Easiest way to write and read an XML

madu picture madu · Nov 23, 2011 · Viewed 27.6k times · Source

I'd like to know what is the easiest way to write to and parse a XML file in Android.

My requirement is very simple. A sample file would be something like:

<Item ID="1" price="$100" Qty="20" />

And I only want to retrieve an item by the ID and read price and Qty.

I was referring to Using XmlResourceParser to Parse Custom Compiled XML, but wondering if there is a much lightweight way to do something trivial as this (still using tags).

Answer

TextGeek picture TextGeek · Aug 28, 2017

If it's really that simple, you can just write it with printf() or similar.

For parsing, you're best off using a real XML parser (perhaps the SimpleXML that @netpork suggested). But for something truly this trivial, you could just use regexes -- here's my usual set, from which you'd need mainly 'attrlist' and 'stag' (for attribute list and start-tag).
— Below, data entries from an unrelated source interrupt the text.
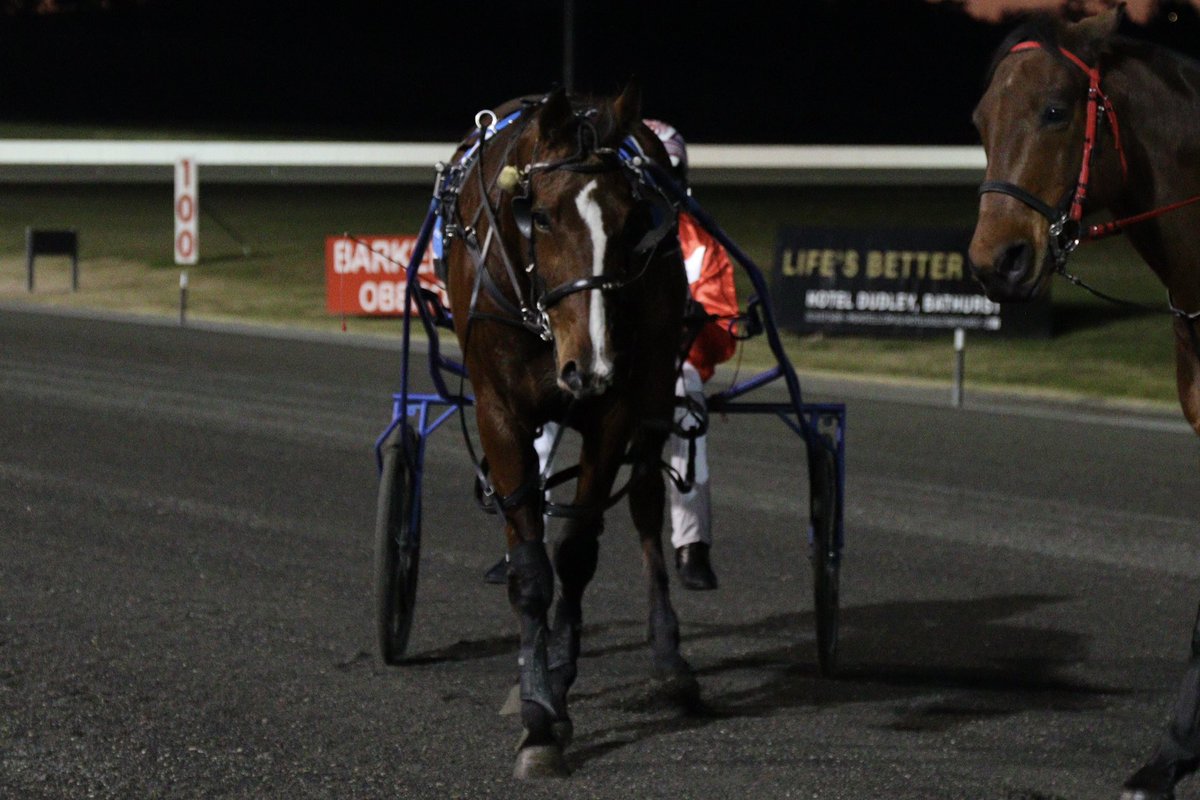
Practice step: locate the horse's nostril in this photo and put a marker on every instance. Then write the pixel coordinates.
(1014, 262)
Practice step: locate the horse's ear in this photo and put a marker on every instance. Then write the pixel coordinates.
(555, 114)
(1093, 34)
(627, 109)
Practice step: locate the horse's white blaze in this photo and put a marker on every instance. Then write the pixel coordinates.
(598, 326)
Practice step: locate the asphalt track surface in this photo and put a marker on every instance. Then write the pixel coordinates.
(185, 593)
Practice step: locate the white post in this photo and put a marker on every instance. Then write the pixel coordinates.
(959, 367)
(183, 298)
(187, 211)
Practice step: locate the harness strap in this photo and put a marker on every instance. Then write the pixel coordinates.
(1024, 196)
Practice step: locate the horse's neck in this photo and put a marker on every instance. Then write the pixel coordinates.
(1158, 104)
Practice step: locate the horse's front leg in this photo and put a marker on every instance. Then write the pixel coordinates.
(1179, 750)
(647, 499)
(576, 554)
(508, 443)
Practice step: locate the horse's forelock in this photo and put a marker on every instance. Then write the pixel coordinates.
(1043, 29)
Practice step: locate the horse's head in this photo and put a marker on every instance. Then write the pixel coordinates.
(1033, 119)
(585, 228)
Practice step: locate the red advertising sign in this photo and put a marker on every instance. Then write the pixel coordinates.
(365, 275)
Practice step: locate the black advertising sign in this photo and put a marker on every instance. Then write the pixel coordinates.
(891, 282)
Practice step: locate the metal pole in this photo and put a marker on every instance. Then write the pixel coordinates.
(959, 367)
(569, 44)
(29, 259)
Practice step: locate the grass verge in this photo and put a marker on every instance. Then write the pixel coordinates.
(262, 251)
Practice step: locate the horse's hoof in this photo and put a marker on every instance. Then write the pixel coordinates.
(1146, 794)
(540, 762)
(511, 705)
(563, 731)
(1155, 781)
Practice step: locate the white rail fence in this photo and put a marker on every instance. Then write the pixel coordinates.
(333, 162)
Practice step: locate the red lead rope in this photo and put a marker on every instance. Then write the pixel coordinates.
(1098, 103)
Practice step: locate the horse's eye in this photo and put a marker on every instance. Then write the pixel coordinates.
(1054, 114)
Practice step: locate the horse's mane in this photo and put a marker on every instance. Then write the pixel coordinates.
(1146, 42)
(1043, 29)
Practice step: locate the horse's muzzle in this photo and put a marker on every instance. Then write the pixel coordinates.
(1011, 275)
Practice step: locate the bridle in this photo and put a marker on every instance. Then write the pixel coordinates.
(1066, 220)
(531, 307)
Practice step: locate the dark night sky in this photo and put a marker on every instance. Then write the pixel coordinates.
(804, 72)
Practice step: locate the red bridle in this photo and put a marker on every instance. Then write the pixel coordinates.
(1063, 241)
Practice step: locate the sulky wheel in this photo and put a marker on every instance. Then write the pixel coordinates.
(397, 543)
(823, 548)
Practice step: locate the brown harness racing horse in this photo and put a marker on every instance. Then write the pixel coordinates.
(1079, 119)
(568, 292)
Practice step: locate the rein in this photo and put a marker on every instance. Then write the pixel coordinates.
(1066, 228)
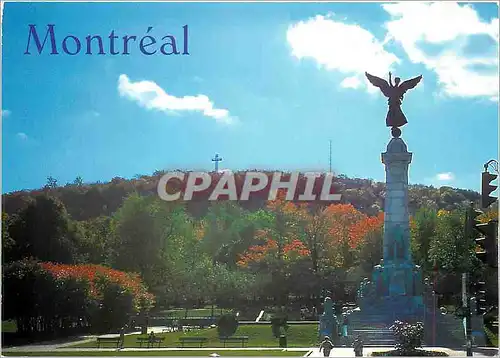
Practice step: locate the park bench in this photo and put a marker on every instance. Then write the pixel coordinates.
(242, 339)
(199, 340)
(150, 342)
(102, 340)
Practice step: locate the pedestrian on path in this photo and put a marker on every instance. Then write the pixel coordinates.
(326, 346)
(345, 326)
(122, 337)
(358, 346)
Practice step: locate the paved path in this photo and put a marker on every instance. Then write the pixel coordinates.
(349, 352)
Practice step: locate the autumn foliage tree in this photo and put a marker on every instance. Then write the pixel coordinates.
(48, 298)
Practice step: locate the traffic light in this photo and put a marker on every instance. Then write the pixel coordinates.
(487, 189)
(480, 293)
(487, 243)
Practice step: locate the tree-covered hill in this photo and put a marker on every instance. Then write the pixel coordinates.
(85, 201)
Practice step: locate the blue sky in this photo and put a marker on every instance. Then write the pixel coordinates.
(267, 85)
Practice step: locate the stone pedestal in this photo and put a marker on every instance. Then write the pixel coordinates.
(396, 285)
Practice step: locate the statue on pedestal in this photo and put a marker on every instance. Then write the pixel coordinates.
(395, 92)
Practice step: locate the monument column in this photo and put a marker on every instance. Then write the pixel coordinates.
(396, 220)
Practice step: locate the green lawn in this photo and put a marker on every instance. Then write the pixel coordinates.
(305, 335)
(194, 312)
(201, 353)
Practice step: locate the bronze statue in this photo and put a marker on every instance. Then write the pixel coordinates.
(395, 116)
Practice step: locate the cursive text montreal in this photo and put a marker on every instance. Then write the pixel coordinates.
(46, 41)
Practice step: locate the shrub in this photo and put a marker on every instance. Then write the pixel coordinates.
(227, 324)
(279, 319)
(47, 298)
(408, 336)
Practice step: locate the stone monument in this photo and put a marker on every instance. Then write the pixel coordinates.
(396, 284)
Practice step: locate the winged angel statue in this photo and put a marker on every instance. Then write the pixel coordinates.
(395, 116)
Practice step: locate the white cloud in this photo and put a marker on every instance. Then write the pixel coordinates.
(347, 48)
(445, 176)
(22, 136)
(351, 82)
(151, 96)
(448, 27)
xname      = "([_\\w][-_:.\\w\\d]*)";         # XML NAME (imperfect charset)
xnmtoken   = "([-_:.\\w\\d]+)";               #
xncname    = "([_\\w][-_.\\w\\d]*)";          #
qlit       = '("[^"]*"|\'[^\']*\')';          # Includes the quotes
attr       = "$xname\\s*=\\s*$qlit";          # Captures name and value
attrlist   = "(\\s+$attr)*";                  #
startTag   = "<$xname$attrlist\\s*/?>";       #
endTag     = "</$xname\\s*>";                 #
comment    = "(<!--[^-]*(-[^-]+)*-->)";       # Includes delims
pi         = "(<\?$xname.*?\?>)";             # Processing instruction
dcl        = "(<!$xname\\s+[^>]+>)";          # Markup dcl (imperfect)
cdataStart = "(<!\[CDATA\[)";                 # Marked section open
cdataEnd   = "(]]>)";                         # Marked section close
charRef    = "&(#\\d+|#[xX][0-9a-fA-F]+);";   # Num char ref (no delims)
entRef     = "&$xname;";                      # Named entity ref
pentRef    = "%$xname;";                      # Parameter entity ref
xtext      = "[^<&]*";                        # Neglects ']]>'
xdocument  = "^($startTag|$endTag|$pi|$comment|$entRef|$xtext)+\$";

A draft of the XML spec even included a "trivial" grammar for XML, that can find node boundaries correctly, but not catch all errors, expanding entity references, etc. See https://www.w3.org/TR/WD-xml-lang-970630#secF.

The main drawback is that if you run into fancier data later, it may break. For example, someone might send you data with a comment in there, or a syntax error, or an unquoted attribute, or using &quo, or whatever.